A subgroup must have the same identity as its containing group, but this fact requires inverses. I'm interested in subsets of monoids, which are groups in their own right, but vary greatly from the nature of the monoid itself, that is, it has a different identity, and the inverses are completely different as well (although we retain the same operation of course).

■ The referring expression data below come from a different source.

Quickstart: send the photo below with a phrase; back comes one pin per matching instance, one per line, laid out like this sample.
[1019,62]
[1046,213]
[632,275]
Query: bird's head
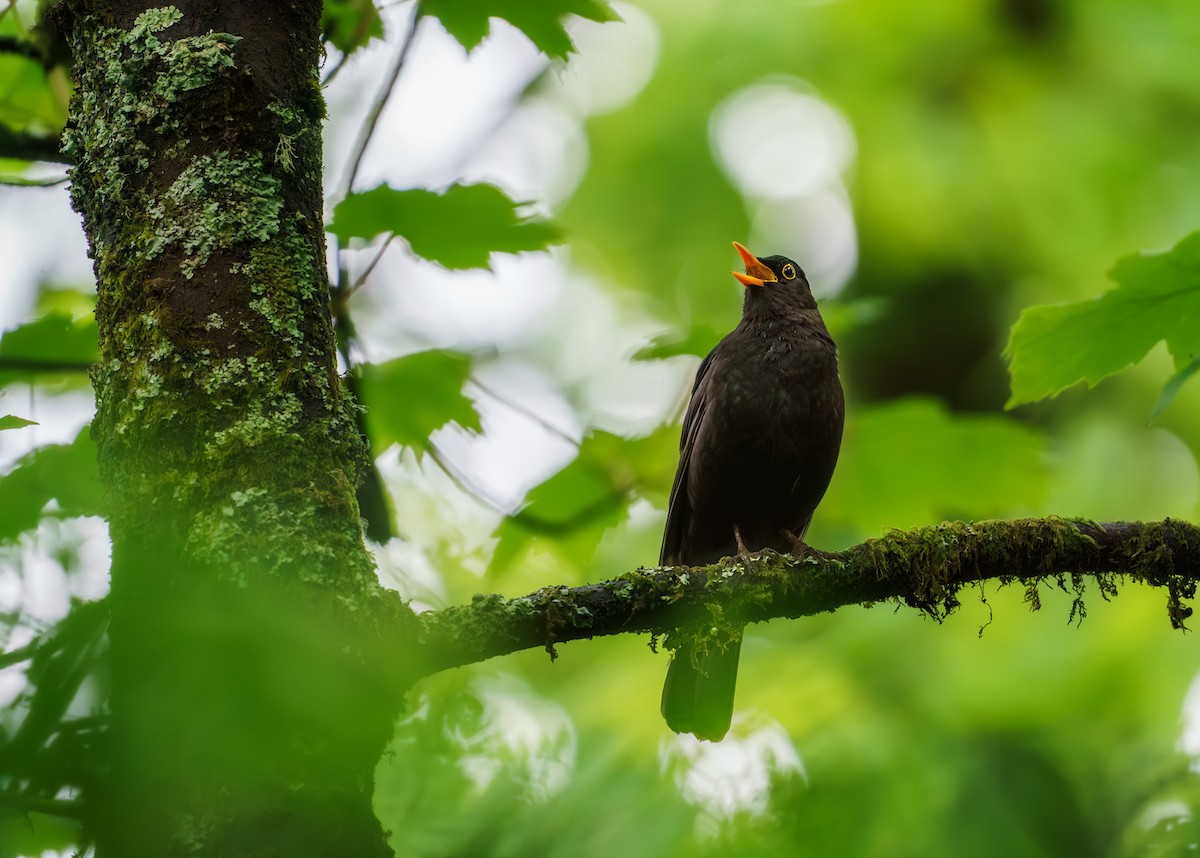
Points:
[778,277]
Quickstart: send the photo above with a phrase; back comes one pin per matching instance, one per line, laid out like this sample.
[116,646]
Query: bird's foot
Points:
[803,551]
[743,552]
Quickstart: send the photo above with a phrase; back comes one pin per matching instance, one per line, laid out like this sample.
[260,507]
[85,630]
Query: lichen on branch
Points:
[925,568]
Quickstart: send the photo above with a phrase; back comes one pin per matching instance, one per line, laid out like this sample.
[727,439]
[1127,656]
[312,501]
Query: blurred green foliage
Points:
[1006,154]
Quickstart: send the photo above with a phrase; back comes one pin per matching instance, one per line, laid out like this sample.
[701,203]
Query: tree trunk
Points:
[255,672]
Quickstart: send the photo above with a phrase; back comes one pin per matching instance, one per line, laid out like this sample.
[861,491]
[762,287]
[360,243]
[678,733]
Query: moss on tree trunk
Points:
[250,635]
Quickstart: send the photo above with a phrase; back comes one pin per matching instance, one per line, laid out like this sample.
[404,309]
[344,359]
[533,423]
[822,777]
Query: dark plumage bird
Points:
[759,447]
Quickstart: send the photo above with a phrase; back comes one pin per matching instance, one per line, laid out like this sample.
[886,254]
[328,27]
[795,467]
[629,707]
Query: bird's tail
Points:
[697,695]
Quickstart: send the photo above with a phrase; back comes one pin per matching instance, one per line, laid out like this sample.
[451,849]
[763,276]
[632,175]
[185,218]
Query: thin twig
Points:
[526,412]
[381,102]
[345,293]
[465,483]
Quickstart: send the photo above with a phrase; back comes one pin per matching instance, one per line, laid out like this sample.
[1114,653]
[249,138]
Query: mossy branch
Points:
[924,568]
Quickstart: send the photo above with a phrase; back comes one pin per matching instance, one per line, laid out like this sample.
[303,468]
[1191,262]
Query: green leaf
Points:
[1173,388]
[468,21]
[411,397]
[13,421]
[65,473]
[1157,298]
[48,348]
[460,228]
[912,462]
[570,511]
[349,24]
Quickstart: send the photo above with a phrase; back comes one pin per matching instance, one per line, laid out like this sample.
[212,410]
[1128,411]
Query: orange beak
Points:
[756,273]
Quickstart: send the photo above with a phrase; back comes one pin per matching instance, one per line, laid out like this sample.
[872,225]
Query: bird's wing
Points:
[678,509]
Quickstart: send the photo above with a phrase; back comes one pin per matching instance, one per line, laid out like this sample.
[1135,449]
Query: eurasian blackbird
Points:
[760,442]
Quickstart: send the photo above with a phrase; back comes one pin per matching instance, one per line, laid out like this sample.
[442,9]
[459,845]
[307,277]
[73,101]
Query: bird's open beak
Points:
[756,273]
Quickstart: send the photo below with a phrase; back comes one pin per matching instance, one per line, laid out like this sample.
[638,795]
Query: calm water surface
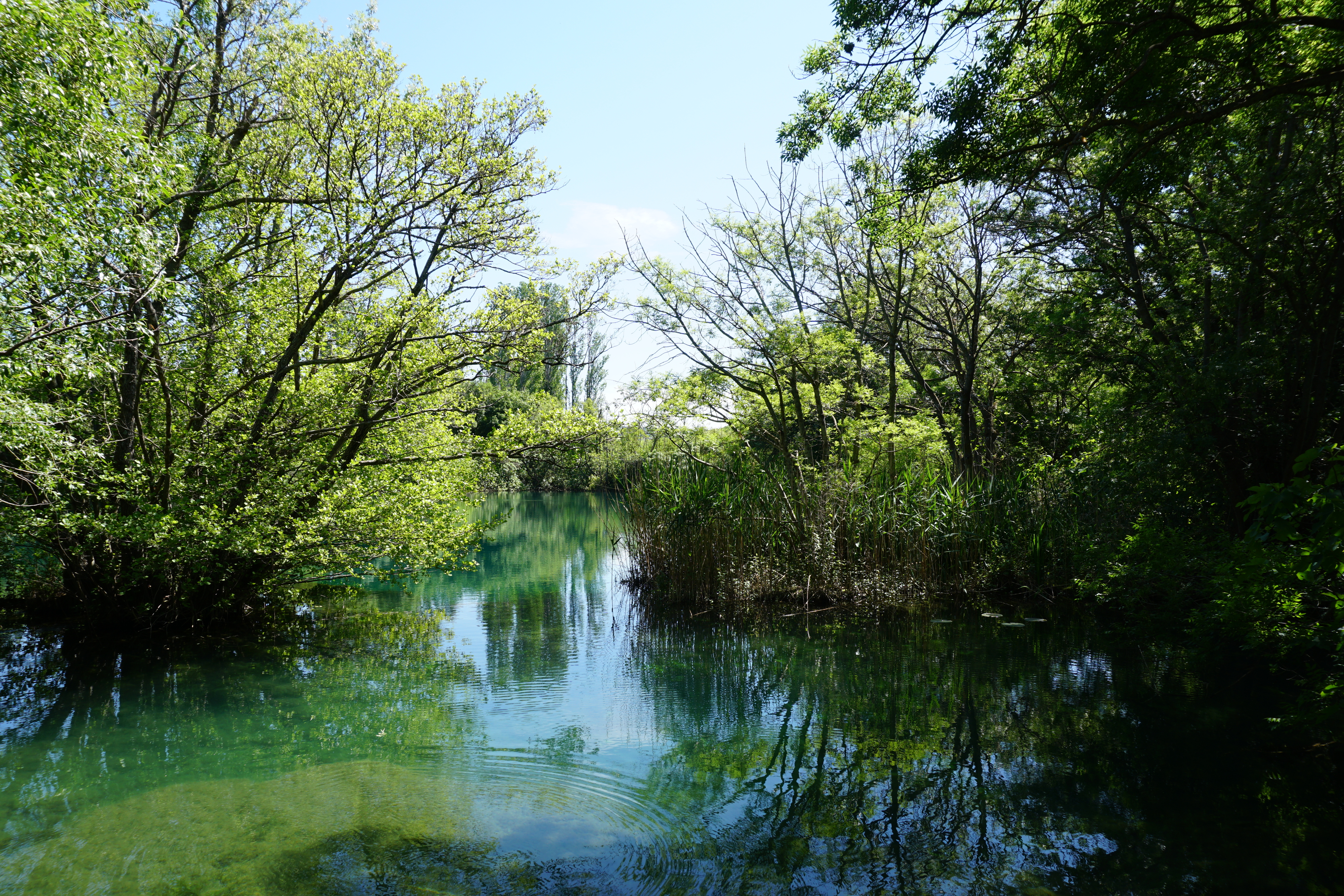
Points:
[521,730]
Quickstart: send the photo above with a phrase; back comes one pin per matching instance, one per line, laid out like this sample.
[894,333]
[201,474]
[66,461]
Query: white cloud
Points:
[596,229]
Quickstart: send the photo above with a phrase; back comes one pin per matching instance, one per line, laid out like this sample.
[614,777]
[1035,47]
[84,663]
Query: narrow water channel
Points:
[521,729]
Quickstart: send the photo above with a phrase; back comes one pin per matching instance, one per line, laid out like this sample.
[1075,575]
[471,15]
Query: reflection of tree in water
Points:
[538,577]
[388,863]
[968,762]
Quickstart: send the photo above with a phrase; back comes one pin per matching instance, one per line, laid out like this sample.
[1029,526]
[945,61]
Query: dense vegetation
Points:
[1061,315]
[241,323]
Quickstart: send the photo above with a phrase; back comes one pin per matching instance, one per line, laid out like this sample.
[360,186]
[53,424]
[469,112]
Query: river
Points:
[525,729]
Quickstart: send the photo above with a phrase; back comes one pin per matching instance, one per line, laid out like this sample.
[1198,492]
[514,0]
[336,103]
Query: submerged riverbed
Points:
[521,729]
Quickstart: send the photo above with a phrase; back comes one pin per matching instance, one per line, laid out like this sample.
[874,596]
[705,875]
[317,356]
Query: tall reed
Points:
[749,530]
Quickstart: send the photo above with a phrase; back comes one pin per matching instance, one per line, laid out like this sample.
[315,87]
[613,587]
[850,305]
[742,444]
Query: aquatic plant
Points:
[745,528]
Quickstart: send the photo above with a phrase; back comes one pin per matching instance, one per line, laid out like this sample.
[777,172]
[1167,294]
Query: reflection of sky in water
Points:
[545,731]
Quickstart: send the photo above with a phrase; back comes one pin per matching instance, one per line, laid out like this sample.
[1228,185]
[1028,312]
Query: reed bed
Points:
[745,530]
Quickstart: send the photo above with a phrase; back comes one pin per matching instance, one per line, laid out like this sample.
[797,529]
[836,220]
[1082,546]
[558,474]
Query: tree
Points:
[271,317]
[1178,162]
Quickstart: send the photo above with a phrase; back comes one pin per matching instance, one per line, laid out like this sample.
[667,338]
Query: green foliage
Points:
[733,528]
[235,346]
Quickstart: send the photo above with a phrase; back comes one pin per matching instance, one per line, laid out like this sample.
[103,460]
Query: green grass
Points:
[752,530]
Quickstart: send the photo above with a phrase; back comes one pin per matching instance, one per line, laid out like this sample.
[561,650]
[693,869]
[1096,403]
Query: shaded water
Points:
[521,730]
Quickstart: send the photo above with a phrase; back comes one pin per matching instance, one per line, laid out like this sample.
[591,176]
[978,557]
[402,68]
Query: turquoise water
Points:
[522,729]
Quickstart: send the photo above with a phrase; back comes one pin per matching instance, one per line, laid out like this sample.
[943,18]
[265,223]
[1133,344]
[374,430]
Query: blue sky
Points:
[654,106]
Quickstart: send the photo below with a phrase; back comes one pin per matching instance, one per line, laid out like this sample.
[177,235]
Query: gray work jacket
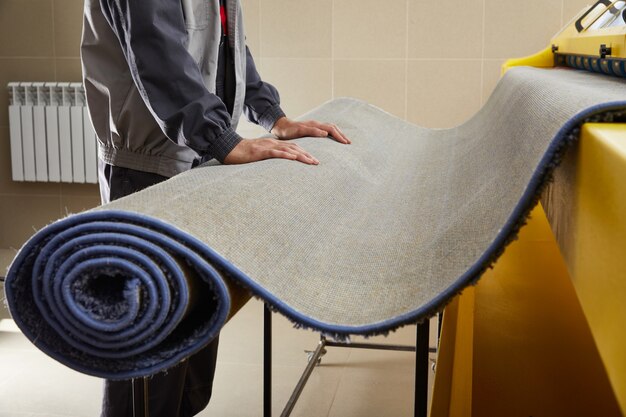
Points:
[149,70]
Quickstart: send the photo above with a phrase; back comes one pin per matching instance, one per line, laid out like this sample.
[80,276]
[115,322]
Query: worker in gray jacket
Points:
[166,82]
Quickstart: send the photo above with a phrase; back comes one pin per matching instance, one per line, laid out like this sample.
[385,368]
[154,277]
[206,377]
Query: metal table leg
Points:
[140,397]
[421,369]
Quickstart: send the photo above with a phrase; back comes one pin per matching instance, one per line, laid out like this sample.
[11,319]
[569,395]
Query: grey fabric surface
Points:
[390,225]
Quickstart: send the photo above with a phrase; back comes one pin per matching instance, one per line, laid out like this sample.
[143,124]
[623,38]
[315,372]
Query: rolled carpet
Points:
[382,233]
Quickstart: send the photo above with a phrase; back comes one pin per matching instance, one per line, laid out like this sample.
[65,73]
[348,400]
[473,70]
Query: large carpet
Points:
[384,232]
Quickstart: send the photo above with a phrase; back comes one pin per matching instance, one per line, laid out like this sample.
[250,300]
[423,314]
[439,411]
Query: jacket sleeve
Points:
[152,36]
[262,101]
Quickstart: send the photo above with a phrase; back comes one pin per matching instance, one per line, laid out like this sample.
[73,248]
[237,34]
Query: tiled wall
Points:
[39,41]
[433,63]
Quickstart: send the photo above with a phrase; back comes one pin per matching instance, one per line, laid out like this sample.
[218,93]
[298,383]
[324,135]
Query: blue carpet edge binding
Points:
[203,257]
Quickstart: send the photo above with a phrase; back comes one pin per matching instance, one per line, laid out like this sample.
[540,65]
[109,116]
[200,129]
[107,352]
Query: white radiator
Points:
[52,139]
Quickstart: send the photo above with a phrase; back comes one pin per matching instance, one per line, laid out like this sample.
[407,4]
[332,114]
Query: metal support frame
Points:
[140,397]
[421,350]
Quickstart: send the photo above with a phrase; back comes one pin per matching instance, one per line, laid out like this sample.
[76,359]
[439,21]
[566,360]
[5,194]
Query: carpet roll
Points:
[383,233]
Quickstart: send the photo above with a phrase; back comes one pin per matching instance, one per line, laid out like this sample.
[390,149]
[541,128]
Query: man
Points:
[166,82]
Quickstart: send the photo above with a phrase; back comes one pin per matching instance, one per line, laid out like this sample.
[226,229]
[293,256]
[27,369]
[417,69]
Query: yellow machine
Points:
[507,347]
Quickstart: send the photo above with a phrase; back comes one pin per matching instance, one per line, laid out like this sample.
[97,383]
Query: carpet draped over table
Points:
[383,233]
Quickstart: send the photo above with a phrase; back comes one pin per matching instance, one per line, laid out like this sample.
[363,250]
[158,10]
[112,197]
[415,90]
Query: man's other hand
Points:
[285,128]
[252,150]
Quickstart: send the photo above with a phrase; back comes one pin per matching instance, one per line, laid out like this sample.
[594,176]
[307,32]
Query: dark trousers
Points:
[183,390]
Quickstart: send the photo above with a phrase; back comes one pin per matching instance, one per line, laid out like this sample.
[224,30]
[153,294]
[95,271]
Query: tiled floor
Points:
[349,382]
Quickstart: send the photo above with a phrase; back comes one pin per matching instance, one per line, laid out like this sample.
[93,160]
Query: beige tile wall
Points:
[432,63]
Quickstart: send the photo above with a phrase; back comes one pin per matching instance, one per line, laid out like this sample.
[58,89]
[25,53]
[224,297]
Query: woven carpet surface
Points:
[382,233]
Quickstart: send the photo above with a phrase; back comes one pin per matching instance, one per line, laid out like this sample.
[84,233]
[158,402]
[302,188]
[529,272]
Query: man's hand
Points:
[285,128]
[252,150]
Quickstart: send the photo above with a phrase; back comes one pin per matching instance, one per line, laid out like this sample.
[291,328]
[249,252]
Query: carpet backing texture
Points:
[384,232]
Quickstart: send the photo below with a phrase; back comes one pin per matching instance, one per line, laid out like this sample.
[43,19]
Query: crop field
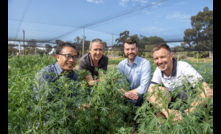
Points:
[108,111]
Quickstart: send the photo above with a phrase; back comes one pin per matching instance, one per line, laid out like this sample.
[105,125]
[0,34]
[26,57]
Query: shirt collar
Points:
[174,68]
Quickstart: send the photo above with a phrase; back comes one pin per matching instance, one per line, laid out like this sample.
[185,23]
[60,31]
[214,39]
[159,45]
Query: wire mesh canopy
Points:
[51,20]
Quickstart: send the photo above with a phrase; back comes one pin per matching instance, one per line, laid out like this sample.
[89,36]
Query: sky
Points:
[50,20]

My favorite example of this is the set of $2 \times 2$ matrices in which every entry of the matrix is the same positive real number. This is a group, it is isomorphic to $\mathbb{R}_{>0}$, and yet the conventional identity matrix is not here, and none of these matrices are conventionally invertible. (Here, if $M$ denotes the matrix with $1$s everywhere then the identity matrix is $\frac12M$, and the isomorphism is $x\mapsto \frac{x}2M$.)
What are some other examples of this?
This is a well-studied area, related to the Green's relation $\mathcal H$. Let $M$ be a monoid. Define the relation $\mathcal H$ on $M$ by $$ a \mathrel{\mathcal H} b \iff aM = bM \text{ and }Ma = Mb $$ In other words, $a$ and $b$ generate the same right ideal and the same left ideal. Now, if $e$ is an idempotent, its $\mathcal H$-class is a subgroup of $M$ with identity $e$ and it is the largest subgroup of $M$ containing $e$.
In your case, the idempotent is the matrix $\pmatrix{1/2 &1/2\\1/2 &1/2}$.